Authors: Cameron Jace
"Slide your arms into the jacket," Waltraud demands in her German accent, a cigarette puckered between her lips. "Slow and easy, Alice," she nods at Warden Ogier, in case I misbehave.
I comply obediently and stretch out my arms for her to do whatever she wants. Waltraud twists my right arm slightly and checks the tattoo on my arm. It’s the only tattoo I have. It’s a handwritten sentence that looks like a thick arm band from afar. Waltraud feels the need to read it aloud, “’I can't go back to yesterday, because I was a different person then.’” I was told I had written it while still believing in Wonderland. “That Alice in Wonderland has really messed with your head.” She puffs smoke into my face and mocks me.
The tattoo and Waltraud’s mocking is the least of my concerns right now. I let her tie me up, and while she does, I close my eyes. I imagine I am a 16th-century princess, some kind of lucky Cinderella, being squeezed into a corset by my chain-smoking servant in a fairy tale castle above ground, just about to go meet my Prince Charming. Such imagery always helps me breathe. I once thought that it was hope that saved the day, not sanity. I need to cool down before I begin my grand escape.
Chapter 2
I twist my arms slightly under the jacket to give myself broader space to move. As Waltraud buckles me up, I use one of my hands to inconspicuously pinch the front, and give myself about three inches for slack. I also take a deep breath so my upper body takes more space inside the jacket. I make sure my stronger arm is above the weaker while she pulls the sleeves behind me. When she is finished, I breathe out and feel the gap inside the jacket. People think escaping a straitjacket is impossible. A well-spread myth.
"I feel like throwing up," I lie to Ogier and Waltraud. It’s not unusual to want to vomit because of the heavy medications patients gulp all day.
"You're not puking on my uniform like last time. I just had it dry-cleaned," Waltraud sighs in her German accent, the cigarette still between her lips. "Puke in the bucket."
I turn around, happy my trick is working.
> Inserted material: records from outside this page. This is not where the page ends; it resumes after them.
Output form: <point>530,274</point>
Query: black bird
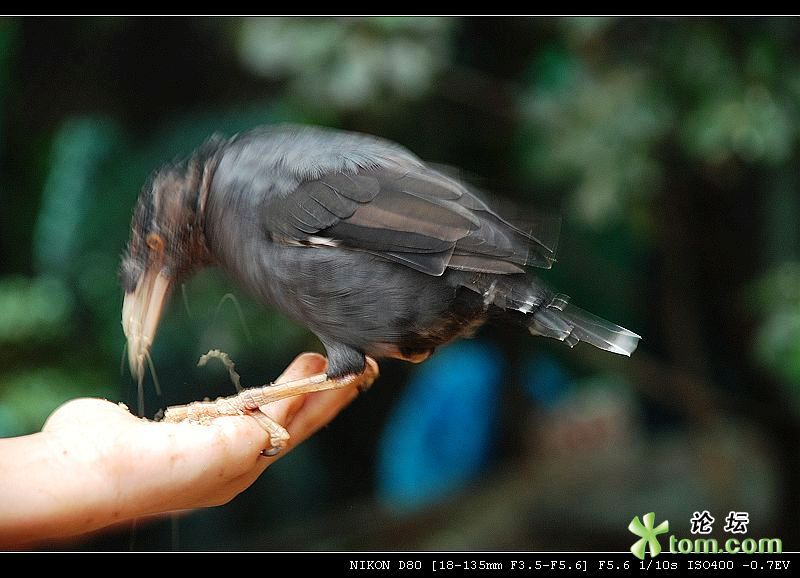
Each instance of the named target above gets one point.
<point>352,236</point>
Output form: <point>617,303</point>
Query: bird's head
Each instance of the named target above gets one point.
<point>167,244</point>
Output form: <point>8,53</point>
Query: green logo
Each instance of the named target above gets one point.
<point>647,535</point>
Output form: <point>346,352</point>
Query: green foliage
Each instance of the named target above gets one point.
<point>347,63</point>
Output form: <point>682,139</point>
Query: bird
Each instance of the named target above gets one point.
<point>378,253</point>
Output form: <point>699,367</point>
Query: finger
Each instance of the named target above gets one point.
<point>304,365</point>
<point>318,411</point>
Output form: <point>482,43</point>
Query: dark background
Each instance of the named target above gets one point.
<point>670,147</point>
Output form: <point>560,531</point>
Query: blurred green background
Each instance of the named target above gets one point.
<point>670,147</point>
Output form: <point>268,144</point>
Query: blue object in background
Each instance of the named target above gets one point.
<point>440,434</point>
<point>546,380</point>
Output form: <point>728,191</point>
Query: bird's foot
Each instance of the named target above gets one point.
<point>250,401</point>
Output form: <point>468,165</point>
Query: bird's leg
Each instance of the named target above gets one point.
<point>249,402</point>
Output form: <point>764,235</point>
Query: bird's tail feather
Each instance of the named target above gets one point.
<point>563,321</point>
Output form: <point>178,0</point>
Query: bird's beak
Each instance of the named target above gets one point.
<point>141,312</point>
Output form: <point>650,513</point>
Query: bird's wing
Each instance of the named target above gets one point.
<point>412,215</point>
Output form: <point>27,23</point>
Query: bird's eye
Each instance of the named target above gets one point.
<point>155,242</point>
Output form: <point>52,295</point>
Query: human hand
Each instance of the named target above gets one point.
<point>95,464</point>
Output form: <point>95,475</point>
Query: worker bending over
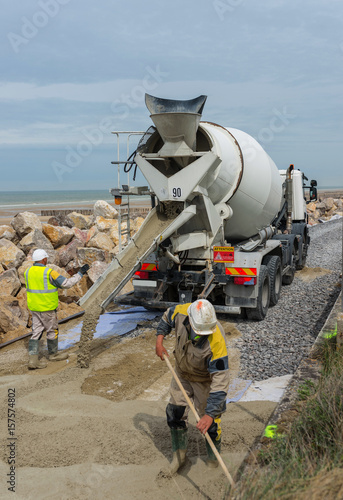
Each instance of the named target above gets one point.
<point>42,285</point>
<point>202,366</point>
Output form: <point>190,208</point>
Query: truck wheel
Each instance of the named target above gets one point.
<point>263,298</point>
<point>288,278</point>
<point>273,263</point>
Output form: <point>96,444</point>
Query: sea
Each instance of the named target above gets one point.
<point>18,199</point>
<point>12,202</point>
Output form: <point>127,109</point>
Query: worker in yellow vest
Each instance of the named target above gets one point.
<point>42,285</point>
<point>202,365</point>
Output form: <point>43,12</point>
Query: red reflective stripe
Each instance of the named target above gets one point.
<point>148,267</point>
<point>241,271</point>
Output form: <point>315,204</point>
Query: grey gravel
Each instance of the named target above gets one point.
<point>275,346</point>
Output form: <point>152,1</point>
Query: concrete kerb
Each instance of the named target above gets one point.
<point>308,369</point>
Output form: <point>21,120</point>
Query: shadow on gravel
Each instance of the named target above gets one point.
<point>326,311</point>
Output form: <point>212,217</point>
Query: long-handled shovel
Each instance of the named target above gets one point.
<point>209,440</point>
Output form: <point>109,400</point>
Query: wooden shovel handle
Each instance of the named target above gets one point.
<point>207,436</point>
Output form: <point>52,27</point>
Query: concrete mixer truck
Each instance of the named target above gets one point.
<point>236,227</point>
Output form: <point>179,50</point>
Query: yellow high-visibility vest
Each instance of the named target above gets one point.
<point>41,294</point>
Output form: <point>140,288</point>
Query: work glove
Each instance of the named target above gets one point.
<point>84,269</point>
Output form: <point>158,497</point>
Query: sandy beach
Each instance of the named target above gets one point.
<point>6,214</point>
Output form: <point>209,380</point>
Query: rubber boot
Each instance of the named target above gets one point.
<point>179,447</point>
<point>53,354</point>
<point>34,362</point>
<point>212,461</point>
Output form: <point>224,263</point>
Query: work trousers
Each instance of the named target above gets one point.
<point>44,320</point>
<point>177,410</point>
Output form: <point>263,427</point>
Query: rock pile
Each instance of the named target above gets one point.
<point>324,209</point>
<point>71,241</point>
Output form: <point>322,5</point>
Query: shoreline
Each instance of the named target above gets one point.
<point>7,214</point>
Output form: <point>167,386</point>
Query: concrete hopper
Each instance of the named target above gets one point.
<point>177,123</point>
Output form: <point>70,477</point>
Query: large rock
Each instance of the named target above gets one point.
<point>321,207</point>
<point>96,270</point>
<point>92,232</point>
<point>328,202</point>
<point>90,255</point>
<point>102,241</point>
<point>60,220</point>
<point>25,222</point>
<point>80,234</point>
<point>114,235</point>
<point>105,224</point>
<point>104,209</point>
<point>68,252</point>
<point>311,207</point>
<point>58,235</point>
<point>72,267</point>
<point>11,314</point>
<point>81,221</point>
<point>73,294</point>
<point>10,255</point>
<point>9,282</point>
<point>36,239</point>
<point>7,232</point>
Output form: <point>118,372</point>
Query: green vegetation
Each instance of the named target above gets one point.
<point>307,459</point>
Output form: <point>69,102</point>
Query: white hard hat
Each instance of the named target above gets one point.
<point>202,317</point>
<point>39,254</point>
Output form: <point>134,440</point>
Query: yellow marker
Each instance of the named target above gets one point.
<point>270,431</point>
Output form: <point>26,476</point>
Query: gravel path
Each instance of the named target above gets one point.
<point>275,346</point>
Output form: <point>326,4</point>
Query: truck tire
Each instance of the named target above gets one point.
<point>259,312</point>
<point>273,263</point>
<point>288,278</point>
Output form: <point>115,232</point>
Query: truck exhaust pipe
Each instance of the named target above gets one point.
<point>289,198</point>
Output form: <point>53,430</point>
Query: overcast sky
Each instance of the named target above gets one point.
<point>75,70</point>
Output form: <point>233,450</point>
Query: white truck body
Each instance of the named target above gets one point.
<point>249,231</point>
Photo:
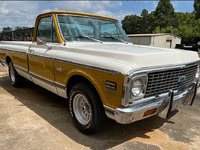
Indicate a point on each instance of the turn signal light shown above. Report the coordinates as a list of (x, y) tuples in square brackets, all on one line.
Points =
[(149, 112)]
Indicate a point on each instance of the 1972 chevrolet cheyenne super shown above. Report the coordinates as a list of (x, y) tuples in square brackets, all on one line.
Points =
[(89, 60)]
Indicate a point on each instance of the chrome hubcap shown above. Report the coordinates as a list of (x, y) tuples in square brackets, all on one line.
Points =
[(82, 109), (12, 74)]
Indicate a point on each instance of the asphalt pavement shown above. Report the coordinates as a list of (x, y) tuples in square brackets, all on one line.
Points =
[(32, 118)]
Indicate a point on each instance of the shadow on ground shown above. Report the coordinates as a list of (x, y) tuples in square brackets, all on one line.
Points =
[(54, 110)]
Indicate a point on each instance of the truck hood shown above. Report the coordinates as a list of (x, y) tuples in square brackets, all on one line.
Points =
[(136, 56)]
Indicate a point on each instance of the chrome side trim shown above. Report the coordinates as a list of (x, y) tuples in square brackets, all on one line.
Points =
[(43, 82), (23, 72), (13, 50), (162, 68), (90, 67), (50, 58), (61, 89)]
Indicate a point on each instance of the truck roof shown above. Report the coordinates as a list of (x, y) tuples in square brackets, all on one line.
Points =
[(76, 13)]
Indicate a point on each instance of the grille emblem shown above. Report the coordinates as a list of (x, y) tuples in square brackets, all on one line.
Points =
[(181, 78)]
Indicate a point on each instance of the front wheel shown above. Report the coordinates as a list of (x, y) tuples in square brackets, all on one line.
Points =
[(86, 109), (15, 79)]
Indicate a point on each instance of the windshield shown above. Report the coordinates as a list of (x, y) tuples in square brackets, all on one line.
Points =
[(78, 28)]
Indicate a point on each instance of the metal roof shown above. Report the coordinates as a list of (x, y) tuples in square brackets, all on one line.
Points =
[(76, 13), (152, 34)]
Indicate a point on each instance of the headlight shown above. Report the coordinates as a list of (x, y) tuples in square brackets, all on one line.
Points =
[(134, 88), (137, 87)]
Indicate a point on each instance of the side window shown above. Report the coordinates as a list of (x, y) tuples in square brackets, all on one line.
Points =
[(54, 37), (45, 28)]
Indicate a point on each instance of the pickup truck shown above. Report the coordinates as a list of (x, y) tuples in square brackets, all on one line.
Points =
[(89, 60)]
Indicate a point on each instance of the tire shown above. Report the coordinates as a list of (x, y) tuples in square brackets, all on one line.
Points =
[(15, 79), (86, 109)]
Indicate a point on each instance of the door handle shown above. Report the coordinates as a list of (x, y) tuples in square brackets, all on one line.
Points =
[(31, 50)]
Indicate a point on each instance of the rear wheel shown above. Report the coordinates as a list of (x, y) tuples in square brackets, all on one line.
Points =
[(15, 79), (86, 109)]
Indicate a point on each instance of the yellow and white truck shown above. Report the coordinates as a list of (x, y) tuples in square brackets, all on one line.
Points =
[(89, 60)]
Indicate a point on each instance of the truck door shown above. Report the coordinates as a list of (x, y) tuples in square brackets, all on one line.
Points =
[(41, 55)]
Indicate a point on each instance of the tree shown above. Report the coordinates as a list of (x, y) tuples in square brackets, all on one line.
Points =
[(197, 9), (144, 21), (164, 14), (132, 24), (6, 29)]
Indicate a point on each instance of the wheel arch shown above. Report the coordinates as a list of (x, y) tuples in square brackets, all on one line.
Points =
[(80, 77)]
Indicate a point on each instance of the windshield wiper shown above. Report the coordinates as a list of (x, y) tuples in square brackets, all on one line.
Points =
[(113, 37), (83, 36)]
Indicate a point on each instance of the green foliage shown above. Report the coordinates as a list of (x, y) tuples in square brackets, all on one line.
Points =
[(164, 14), (132, 24), (165, 20), (6, 29), (197, 9)]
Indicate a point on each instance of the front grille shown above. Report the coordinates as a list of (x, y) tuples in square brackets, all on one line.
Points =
[(162, 82)]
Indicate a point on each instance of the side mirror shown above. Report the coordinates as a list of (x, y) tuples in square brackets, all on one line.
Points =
[(41, 40)]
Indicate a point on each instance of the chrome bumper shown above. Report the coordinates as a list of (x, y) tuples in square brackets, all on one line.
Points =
[(137, 110)]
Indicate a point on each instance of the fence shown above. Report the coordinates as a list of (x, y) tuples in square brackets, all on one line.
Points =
[(18, 35)]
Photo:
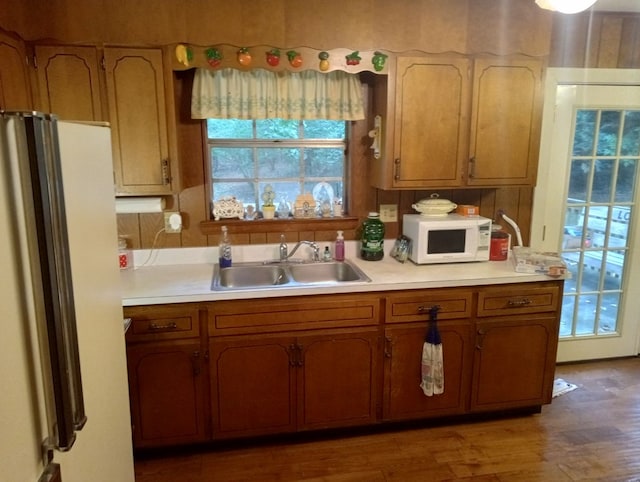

With my back facing them, I push my stronger arm toward my opposite shoulder. I kneel to the floor and pretend to throw up, as I bring my arm over my head and begin unbuckling my sleeve buckle with my teeth. I stretch my back a little and unbuckle the top and bottom buckles behind me. I do it fast, hoping they won’t get it. But when I turn around, Warden Ogier has figured out my trick. A big smirk fills his face. He is happy he's found something to punish me for. If I don't act fast, they'll fry my brains in therapy.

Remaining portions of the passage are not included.